Read more about how to invest in bonds here.

Frequently asked questions (FAQs)

The best short-term investment depends on your individual goals, time horizon and risk tolerance. Options like high-yield savings accounts, money market accounts or short-term bonds often strike a balance between safety and modest returns. Those options can be a prudent strategy for short-term financial objectives.

Investors should prioritize liquidity, safety and low fees when considering short-term investments. Easy access to funds, low costs and capital preservation are key. Additionally, understanding your unique risk tolerance and making sure your investments are aligned with your specific financial goals is crucial for a successful short-term strategy.

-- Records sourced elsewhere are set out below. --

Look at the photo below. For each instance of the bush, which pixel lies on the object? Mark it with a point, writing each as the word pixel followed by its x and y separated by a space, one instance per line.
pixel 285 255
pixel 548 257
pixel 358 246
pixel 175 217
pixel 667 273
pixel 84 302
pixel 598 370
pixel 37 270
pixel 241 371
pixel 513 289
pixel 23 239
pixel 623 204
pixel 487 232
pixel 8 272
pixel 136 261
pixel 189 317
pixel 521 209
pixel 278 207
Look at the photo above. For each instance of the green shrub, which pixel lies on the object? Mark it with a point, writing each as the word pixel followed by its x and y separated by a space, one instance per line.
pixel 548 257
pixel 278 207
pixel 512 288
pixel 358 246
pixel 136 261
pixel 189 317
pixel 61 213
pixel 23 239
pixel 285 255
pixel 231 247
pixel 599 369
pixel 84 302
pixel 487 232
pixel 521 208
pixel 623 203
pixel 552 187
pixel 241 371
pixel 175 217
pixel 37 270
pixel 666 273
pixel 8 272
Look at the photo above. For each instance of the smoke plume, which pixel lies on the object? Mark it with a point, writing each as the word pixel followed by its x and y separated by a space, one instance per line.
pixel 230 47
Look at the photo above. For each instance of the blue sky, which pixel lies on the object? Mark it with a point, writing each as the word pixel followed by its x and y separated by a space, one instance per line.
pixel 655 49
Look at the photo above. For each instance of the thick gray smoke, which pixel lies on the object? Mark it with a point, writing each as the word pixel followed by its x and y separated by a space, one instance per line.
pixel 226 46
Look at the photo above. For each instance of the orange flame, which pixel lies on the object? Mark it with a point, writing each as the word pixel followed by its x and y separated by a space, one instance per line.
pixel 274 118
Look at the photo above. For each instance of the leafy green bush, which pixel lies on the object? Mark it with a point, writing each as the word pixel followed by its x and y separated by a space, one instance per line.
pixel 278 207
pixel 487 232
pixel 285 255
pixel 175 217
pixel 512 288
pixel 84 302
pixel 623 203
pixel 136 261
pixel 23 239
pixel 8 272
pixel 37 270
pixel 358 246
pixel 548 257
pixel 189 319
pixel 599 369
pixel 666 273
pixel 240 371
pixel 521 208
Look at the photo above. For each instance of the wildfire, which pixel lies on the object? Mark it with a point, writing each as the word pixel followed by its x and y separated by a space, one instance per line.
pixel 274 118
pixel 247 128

A short-term investment is typically one held for a brief period, sometimes for only a few months, but the time period can be as long as five years. The primary goal is to preserve capital and generate modest returns. If you’re looking for a short-term investment to meet a specific financial goal, look for vehicles that emphasize liquidity, allowing easy access to funds when you need them, including high-yield savings accounts, money market accounts, CDs and short-term bonds.

Since they prioritize the preservation of capital and minimize risk, high-yield savings accounts and CDs from reputable banks are among the safest short-term investments. They also typically offer FDIC protection, which means that your principal would be safeguarded, up to $250,000, in the event the bank were to fail. Other short-term investments that are generally regarded as safe include money market accounts and short-term government and municipal bond funds.

Cryptocurrencies, “meme stocks,” day trading and currency trading are all considered to be among the riskiest short-term investments.